Hollowstone: Tuesday, August 9th, 2011
I finished Hollowstone:
I want to say first off that I genuinely like it. I wanted to say it first because I'm going to address the book's main weakness first, since it's likely the thing that's going to cause some people who might otherwise like it, to quit early on. The first chapter has a really strong opening scene, but the prose and the dialog in particular in the first chapter is rather awkward. It gets better, and by the start of the third chapter it had smoothed out into a quirky and interesting narrative voice, the small bits of remaining awkwardness seem in character and of a piece with the narrator's personality instead of a problem. I suspect some of the readers giving strongly negative reviews, based them on the problems with the first chapter, and failed to read on to the rest.
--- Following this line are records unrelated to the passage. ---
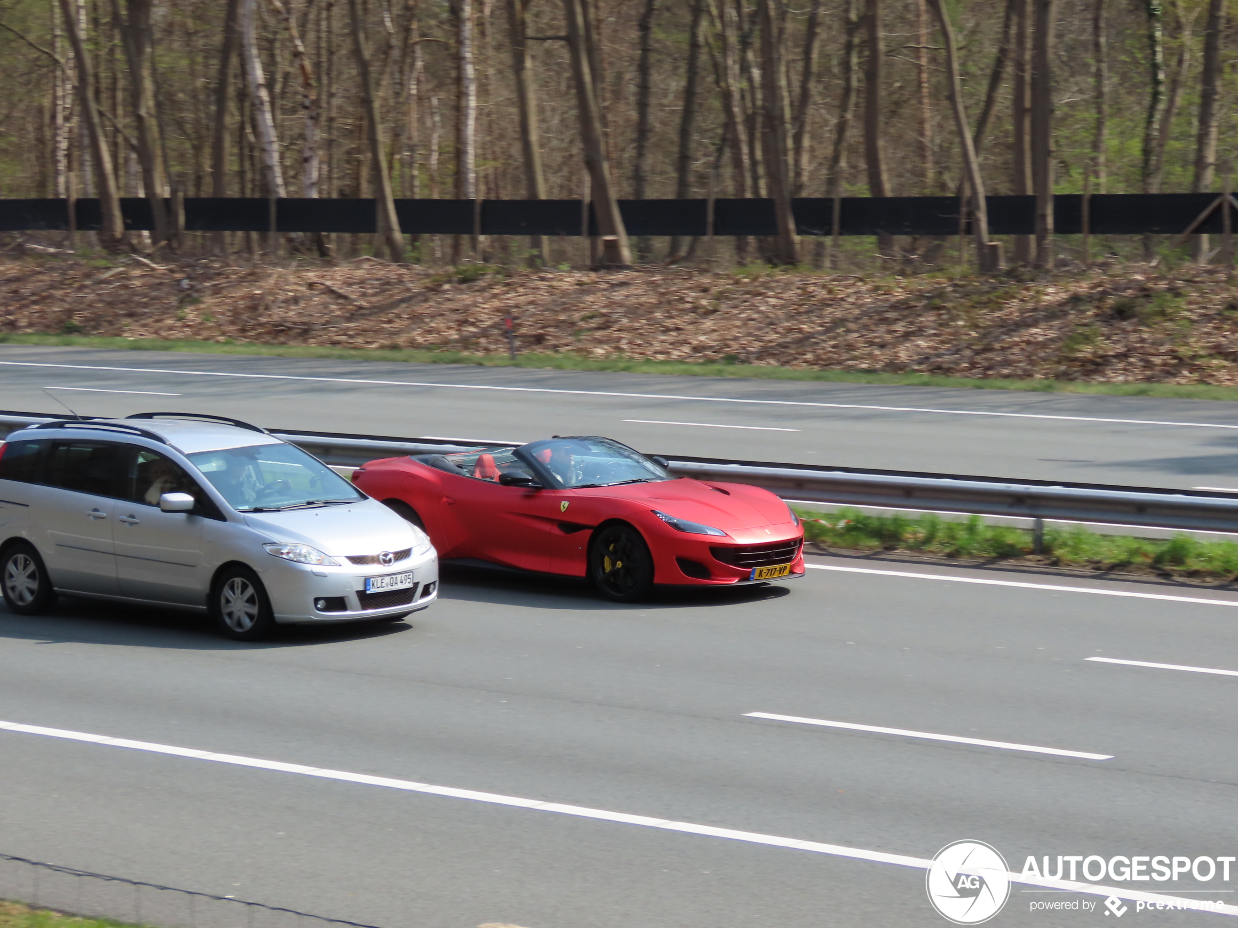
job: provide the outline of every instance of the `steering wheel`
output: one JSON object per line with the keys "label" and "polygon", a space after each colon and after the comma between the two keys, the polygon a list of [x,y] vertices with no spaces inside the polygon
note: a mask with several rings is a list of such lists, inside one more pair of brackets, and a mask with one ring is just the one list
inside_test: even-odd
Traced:
{"label": "steering wheel", "polygon": [[261,490],[259,490],[258,496],[255,499],[265,500],[267,496],[274,496],[277,492],[287,492],[291,489],[292,484],[290,484],[287,480],[284,479],[274,480],[269,483],[266,486],[264,486]]}
{"label": "steering wheel", "polygon": [[610,484],[615,480],[626,480],[628,468],[621,460],[613,460],[598,470],[597,483]]}

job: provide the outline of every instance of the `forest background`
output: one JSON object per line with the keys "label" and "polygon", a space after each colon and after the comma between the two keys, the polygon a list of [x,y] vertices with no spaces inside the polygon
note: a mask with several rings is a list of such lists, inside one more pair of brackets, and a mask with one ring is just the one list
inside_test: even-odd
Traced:
{"label": "forest background", "polygon": [[[384,229],[384,198],[583,197],[610,233],[586,260],[624,264],[697,249],[604,254],[615,198],[1210,191],[1236,129],[1226,6],[7,0],[0,197],[376,197],[392,256],[405,236]],[[1040,233],[1010,257],[1044,264]],[[792,236],[728,241],[713,260],[807,259]],[[941,241],[870,243],[853,247],[941,260]],[[415,245],[452,262],[579,254]]]}

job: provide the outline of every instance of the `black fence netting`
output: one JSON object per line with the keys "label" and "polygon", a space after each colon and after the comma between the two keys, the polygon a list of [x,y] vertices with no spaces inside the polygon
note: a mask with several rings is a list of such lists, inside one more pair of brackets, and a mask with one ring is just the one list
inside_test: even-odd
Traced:
{"label": "black fence netting", "polygon": [[[1094,235],[1176,235],[1186,230],[1211,203],[1214,193],[1110,193],[1089,198],[1089,231]],[[1035,230],[1034,197],[988,197],[989,231],[993,235],[1030,235]],[[170,205],[170,204],[168,204]],[[274,205],[274,209],[272,209]],[[409,235],[597,235],[592,207],[578,199],[397,199],[401,231]],[[839,202],[841,235],[957,235],[958,199],[954,197],[843,197]],[[150,203],[121,199],[125,228],[154,226]],[[97,199],[73,202],[77,228],[99,229]],[[704,199],[625,199],[619,212],[629,235],[708,235],[709,205]],[[833,200],[792,200],[801,235],[833,234]],[[1236,210],[1238,212],[1238,210]],[[64,199],[0,199],[0,231],[68,229],[69,204]],[[376,213],[373,199],[269,199],[187,198],[187,231],[373,233]],[[1083,198],[1054,198],[1055,231],[1083,231]],[[963,223],[962,231],[969,231]],[[1222,210],[1216,209],[1197,229],[1219,233]],[[774,235],[774,202],[725,199],[713,203],[714,235]]]}
{"label": "black fence netting", "polygon": [[0,854],[0,900],[158,928],[375,928],[232,896],[93,874]]}

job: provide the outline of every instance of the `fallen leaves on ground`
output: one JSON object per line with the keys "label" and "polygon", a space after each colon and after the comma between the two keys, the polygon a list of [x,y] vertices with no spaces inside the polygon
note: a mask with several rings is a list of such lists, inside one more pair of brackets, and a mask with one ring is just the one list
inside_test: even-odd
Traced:
{"label": "fallen leaves on ground", "polygon": [[427,269],[165,259],[0,261],[0,332],[633,360],[1238,384],[1223,269],[993,277]]}

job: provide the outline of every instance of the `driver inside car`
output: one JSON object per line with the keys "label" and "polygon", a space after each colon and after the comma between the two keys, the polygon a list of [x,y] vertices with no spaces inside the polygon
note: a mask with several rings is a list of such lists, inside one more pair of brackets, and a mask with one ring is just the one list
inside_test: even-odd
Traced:
{"label": "driver inside car", "polygon": [[576,455],[572,450],[569,444],[555,444],[537,452],[537,460],[546,465],[560,486],[573,486],[577,483]]}

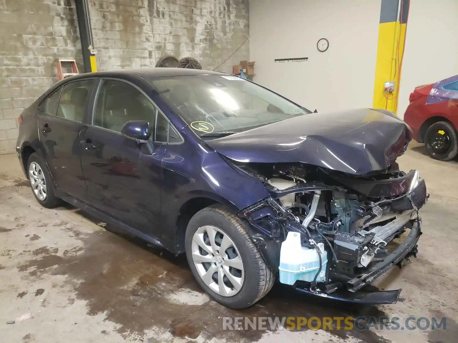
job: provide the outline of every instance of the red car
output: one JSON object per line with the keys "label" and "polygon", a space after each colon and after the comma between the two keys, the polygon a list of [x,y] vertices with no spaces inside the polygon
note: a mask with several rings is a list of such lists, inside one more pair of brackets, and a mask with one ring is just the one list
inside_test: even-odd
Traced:
{"label": "red car", "polygon": [[458,75],[416,87],[404,114],[414,139],[424,143],[429,155],[446,161],[458,153]]}

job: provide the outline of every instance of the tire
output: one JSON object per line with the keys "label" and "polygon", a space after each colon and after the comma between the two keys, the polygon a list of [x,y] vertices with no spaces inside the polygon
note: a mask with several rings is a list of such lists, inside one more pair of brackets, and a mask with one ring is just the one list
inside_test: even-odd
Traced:
{"label": "tire", "polygon": [[[207,250],[215,251],[212,250],[209,232],[216,233],[216,236],[213,236],[215,237],[215,247],[219,255],[215,254],[214,258],[210,257],[209,253],[204,252],[202,248],[202,245],[205,244]],[[199,237],[203,237],[203,241],[199,241]],[[228,238],[232,241],[232,246],[227,245]],[[200,244],[197,243],[197,241]],[[196,213],[188,224],[185,244],[188,263],[194,277],[210,297],[223,306],[232,309],[248,307],[267,294],[273,285],[275,275],[266,265],[245,225],[224,207],[213,205]],[[229,247],[224,252],[218,250],[223,245]],[[196,250],[196,247],[200,247],[198,250]],[[207,254],[203,255],[202,253]],[[196,256],[199,259],[208,259],[213,262],[201,263],[199,262],[200,260],[196,262]],[[218,257],[223,257],[221,259],[222,262],[217,259]],[[241,261],[243,270],[234,268],[227,269],[229,264],[237,267],[240,265],[238,263],[235,264],[234,262],[239,261],[238,257]],[[211,271],[210,268],[212,268]],[[213,273],[210,273],[209,271]],[[241,273],[239,273],[240,271]],[[203,273],[205,273],[205,275],[201,276]],[[240,277],[239,274],[241,274]],[[225,279],[223,279],[224,286],[227,286],[223,287],[227,291],[225,295],[223,294],[224,292],[221,291],[219,287],[221,275],[226,278]],[[228,277],[228,275],[231,280]],[[211,279],[205,278],[208,275],[213,275],[213,277]],[[204,278],[207,280],[207,283]],[[234,280],[241,282],[231,283]]]}
{"label": "tire", "polygon": [[62,200],[54,194],[48,166],[43,159],[36,153],[33,153],[29,157],[26,172],[27,173],[32,193],[42,206],[53,209],[61,204]]}
{"label": "tire", "polygon": [[[457,136],[455,128],[450,123],[435,123],[428,128],[425,134],[425,145],[428,154],[431,158],[441,161],[448,161],[454,158],[458,153]],[[447,144],[442,149],[434,148],[434,142],[437,138],[440,141],[441,139],[447,141]]]}

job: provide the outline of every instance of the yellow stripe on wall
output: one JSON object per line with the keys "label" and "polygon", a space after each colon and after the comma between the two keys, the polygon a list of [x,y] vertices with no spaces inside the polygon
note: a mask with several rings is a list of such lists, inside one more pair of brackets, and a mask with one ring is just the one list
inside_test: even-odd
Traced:
{"label": "yellow stripe on wall", "polygon": [[97,61],[95,59],[95,55],[91,55],[89,56],[91,61],[91,71],[94,72],[97,71]]}
{"label": "yellow stripe on wall", "polygon": [[[409,1],[406,0],[398,0],[404,2],[403,11],[407,12],[403,13],[403,17],[404,18],[404,21],[406,21]],[[386,0],[382,0],[382,2]],[[407,23],[401,24],[399,21],[400,19],[402,20],[402,18],[395,19],[398,15],[397,5],[392,5],[393,0],[390,0],[390,2],[392,3],[392,6],[388,10],[391,11],[396,10],[396,13],[394,17],[392,17],[393,21],[379,24],[372,106],[376,108],[386,109],[396,113]],[[396,2],[397,3],[397,1]],[[387,11],[387,7],[386,6],[384,9],[382,3],[381,10],[381,21],[382,16],[382,12],[384,10]],[[385,13],[383,14],[386,17],[386,16],[391,16],[393,14]],[[394,91],[393,93],[384,91],[385,82],[387,81],[395,82]]]}

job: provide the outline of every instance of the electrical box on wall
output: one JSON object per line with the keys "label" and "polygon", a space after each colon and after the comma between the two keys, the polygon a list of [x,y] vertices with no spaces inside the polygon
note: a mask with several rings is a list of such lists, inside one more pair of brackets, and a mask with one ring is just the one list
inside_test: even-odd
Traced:
{"label": "electrical box on wall", "polygon": [[393,93],[394,91],[394,81],[387,81],[385,83],[385,87],[383,90],[388,93]]}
I do recommend sticking with it. Once the author gets his legs under him, it moves at a pretty fast pace, with a complex plot, and a whole lot to say about classism, racism, school culture, individual responsibility, and bullying. I went to a northern equivalent of Hollowstone, and I could actually name real human beings that were the real world equivalent of the main characters, people you don't generally see in any fiction, let alone YA fiction. It seems to me a glorious and admirable thing for kids like the ones I knew in school to have characters to speak to their struggles and experience. There were so many true things in there, it hurt a little. Again, after the first couple chapters the plot tics along quickly, with plenty of action. It's a bit of a genre crosser, containing a long realistic fiction section, mystery, and the supernatural.

Is it the best YA book I read this year? No, but it's significantly better written, has a more interesting plot, and has a lot more to say than say established and well liked YA author Chris Crutcher, for example. (I have nothing against Chris Crutcher. He did gay jocks when gay jocks weren't cool, addresses some important topics, but he's a little after school preachy.) I use him for comparison because he's got a lot of published books under his belt, but juggles way fewer balls per novel, generally only addressing one big idea per book. The scope of Hollowstone is so much more ambitious, is doing significantly more complicated things. If it falls a little short of it's goals here and there, it still achieves way more than most people would even attempt, especially in a first novel.